Adapting Herman Hesse's novel 'Narcissus and Goldmund' to the theatre poses a difficult challenge. Hesse's novel, set in Medieval Germany, sets up a juxtaposition of archetypal characters: Narcissus the cerebral, ascetic scholar, and Goldmund the restless, sensual artist. Thematically, they embody Nietzsche's theory of the Apollonian versus Dionysian.
Meeting in the monastery as young boys, Narcissus and Goldmund become friends, in spite of (or precisely because) they recognize their opposites in each other. While Narcissus devotes himself to monastery life, Goldmund sets out on a wandering life of amorous adventures, immersing himself fully in worldly pleasures and pains.
It is not until many years later that, both greatly changed, they meet again and reflect on the vastly different lives they have led. And they find that, ultimately, there is a kind of synthesis to their opposites. As Narcissus puts it:
You should not envy me, Goldmund. There is no peace of the sort you imagine. Oh, there is peace of course, but not anything that lives within us constantly and never leaves us. There is only the peace that must be won again and again, each new day of our lives. You don't see my fight, you don't know my struggles as Abbot, my struggles in the prayer cell. A good thing you don't. You only see that I am less subject to moods than you, and you take that for peace. But my life is struggle; it is struggle and sacrifice like every decent life; like yours, too.
The Toneelschuur production 'Narziss & Goldmund' has managed to find theatrical devices to communicate the essence of this difficult story. Though the try-out still had some hiccups, it easily kept the audience's interest for its full two hours duration.

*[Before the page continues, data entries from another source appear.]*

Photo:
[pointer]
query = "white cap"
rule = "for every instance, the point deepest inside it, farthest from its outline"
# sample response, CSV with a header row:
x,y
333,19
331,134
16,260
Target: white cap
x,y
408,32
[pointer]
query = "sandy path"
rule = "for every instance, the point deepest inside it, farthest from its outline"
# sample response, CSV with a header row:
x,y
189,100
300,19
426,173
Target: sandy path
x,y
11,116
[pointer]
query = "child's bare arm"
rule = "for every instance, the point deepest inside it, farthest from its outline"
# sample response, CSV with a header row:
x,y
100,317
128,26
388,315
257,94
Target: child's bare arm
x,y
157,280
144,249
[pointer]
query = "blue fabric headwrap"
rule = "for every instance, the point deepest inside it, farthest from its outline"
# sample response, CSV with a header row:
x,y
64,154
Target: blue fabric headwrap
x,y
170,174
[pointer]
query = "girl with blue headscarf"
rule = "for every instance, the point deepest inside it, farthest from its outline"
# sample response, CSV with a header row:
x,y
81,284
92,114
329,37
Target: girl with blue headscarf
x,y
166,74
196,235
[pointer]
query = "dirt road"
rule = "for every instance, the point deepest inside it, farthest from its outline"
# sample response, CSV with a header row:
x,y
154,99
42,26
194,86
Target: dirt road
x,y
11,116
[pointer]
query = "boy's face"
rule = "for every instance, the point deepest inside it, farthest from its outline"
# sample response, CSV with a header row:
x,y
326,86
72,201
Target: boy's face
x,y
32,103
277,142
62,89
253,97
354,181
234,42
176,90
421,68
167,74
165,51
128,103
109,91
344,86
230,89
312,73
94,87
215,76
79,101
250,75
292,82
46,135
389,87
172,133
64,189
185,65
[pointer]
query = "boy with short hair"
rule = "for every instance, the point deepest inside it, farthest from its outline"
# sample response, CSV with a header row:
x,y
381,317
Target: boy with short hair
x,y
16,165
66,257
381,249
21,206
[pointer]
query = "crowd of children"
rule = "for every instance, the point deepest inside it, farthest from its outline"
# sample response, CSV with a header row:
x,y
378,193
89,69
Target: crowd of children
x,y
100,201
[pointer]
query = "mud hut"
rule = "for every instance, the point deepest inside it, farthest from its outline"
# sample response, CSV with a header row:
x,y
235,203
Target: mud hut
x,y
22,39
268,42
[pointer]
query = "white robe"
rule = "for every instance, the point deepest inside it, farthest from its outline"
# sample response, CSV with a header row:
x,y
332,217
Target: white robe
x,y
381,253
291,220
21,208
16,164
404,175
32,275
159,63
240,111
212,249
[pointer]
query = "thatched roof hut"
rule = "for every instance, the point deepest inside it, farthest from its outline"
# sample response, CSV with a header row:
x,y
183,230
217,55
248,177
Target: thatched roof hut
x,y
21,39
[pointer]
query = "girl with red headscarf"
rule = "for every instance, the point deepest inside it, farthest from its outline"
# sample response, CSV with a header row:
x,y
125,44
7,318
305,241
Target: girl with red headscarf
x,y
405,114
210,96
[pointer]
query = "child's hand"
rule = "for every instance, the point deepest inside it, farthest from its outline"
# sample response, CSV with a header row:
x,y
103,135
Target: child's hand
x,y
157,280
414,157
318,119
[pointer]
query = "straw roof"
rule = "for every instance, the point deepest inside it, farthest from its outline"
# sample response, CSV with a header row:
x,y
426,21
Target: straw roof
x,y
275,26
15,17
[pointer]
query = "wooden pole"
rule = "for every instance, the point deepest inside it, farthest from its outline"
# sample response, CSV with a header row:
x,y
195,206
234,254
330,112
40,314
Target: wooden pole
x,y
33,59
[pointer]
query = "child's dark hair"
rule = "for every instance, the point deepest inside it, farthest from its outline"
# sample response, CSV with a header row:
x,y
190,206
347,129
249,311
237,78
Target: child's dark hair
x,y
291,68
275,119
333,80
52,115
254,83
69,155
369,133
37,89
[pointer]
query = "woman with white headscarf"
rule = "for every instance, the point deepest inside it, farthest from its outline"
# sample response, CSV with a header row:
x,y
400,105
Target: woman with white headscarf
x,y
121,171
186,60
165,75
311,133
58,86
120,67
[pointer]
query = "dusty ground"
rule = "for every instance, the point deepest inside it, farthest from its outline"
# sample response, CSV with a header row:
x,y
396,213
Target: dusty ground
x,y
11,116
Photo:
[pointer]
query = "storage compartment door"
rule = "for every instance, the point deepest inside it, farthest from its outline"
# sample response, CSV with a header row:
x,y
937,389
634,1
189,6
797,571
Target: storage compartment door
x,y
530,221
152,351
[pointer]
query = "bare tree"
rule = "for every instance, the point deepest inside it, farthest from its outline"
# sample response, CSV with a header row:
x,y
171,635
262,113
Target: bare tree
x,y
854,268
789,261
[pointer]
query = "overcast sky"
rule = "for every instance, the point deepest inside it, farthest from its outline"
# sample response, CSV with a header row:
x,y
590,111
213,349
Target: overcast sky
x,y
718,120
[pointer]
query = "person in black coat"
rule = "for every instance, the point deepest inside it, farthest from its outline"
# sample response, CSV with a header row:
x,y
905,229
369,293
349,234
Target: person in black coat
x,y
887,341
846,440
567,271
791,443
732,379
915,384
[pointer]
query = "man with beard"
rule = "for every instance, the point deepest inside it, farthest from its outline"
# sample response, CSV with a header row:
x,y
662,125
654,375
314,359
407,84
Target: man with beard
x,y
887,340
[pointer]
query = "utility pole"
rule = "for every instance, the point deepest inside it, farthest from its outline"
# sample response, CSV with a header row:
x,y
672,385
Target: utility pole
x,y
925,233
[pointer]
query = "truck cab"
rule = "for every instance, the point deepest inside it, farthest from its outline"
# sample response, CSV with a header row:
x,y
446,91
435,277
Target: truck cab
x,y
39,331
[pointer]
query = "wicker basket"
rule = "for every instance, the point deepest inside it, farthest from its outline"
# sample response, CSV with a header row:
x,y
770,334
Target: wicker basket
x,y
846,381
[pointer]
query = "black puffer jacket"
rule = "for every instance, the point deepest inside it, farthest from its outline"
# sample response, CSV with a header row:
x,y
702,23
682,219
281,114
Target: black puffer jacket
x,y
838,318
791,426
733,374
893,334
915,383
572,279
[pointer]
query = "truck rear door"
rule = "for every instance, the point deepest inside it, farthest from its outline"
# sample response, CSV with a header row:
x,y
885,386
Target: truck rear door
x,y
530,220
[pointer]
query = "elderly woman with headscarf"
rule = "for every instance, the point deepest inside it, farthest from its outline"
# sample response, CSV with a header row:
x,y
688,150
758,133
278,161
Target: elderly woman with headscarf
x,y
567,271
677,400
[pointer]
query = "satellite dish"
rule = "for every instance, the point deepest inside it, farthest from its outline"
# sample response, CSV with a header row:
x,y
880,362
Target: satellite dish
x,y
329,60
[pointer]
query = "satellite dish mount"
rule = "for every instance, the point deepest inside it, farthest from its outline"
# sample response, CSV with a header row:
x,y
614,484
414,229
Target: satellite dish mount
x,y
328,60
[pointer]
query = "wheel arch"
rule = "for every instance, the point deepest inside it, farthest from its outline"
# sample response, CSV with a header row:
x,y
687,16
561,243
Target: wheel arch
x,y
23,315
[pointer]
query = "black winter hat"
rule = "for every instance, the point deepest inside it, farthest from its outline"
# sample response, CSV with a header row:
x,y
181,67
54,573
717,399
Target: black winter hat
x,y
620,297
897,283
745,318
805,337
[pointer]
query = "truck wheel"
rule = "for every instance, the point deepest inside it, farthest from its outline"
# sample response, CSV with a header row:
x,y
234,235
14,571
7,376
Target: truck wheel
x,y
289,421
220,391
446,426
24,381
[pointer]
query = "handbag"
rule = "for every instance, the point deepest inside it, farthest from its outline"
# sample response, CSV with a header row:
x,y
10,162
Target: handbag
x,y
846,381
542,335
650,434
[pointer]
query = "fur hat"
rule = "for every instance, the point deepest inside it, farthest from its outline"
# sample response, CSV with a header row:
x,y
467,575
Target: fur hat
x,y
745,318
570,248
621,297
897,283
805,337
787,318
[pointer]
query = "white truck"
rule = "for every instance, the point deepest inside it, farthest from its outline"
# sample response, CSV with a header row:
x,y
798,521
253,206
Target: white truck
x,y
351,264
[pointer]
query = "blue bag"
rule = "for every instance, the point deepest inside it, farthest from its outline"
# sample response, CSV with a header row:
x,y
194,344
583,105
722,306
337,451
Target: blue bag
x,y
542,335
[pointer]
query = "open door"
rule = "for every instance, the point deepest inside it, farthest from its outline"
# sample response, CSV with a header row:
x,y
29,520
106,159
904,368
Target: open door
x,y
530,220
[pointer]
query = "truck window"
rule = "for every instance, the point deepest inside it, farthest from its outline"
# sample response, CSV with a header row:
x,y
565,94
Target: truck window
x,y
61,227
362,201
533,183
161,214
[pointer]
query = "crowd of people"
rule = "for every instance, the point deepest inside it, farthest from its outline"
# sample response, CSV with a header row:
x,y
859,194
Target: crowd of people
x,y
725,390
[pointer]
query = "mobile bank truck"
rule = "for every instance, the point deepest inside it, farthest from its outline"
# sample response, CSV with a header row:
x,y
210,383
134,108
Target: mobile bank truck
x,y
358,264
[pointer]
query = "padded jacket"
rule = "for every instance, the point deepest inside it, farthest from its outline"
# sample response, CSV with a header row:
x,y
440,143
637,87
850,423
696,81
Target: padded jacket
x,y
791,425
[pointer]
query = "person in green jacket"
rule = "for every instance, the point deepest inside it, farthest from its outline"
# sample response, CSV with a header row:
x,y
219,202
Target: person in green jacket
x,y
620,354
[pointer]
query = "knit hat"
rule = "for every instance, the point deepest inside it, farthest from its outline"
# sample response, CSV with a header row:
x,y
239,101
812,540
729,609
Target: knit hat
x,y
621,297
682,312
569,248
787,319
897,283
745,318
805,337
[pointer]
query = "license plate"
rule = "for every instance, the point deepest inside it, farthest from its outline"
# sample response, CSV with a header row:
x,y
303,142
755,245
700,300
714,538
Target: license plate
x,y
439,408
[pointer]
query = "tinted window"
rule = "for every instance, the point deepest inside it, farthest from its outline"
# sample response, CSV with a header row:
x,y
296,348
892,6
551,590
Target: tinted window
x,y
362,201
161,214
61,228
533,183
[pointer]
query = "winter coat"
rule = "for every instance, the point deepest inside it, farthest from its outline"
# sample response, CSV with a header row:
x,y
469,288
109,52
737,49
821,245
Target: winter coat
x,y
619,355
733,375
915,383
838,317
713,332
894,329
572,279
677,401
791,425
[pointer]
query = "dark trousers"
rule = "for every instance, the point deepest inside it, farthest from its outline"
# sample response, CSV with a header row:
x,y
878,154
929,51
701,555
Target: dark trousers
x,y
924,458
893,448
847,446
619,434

They play is acted by three actors who shift in and out of the different roles. Though for most of the time there is one Narcissus and one Goldmund, all three seem to wrestle with the same problems of the duality of spirit and flesh. In a sense, the play is about actors trying to understand their roles. As they try them on to see which one fits best, it becomes a great visualization of the soul-searching at the heart of Hesse's novel.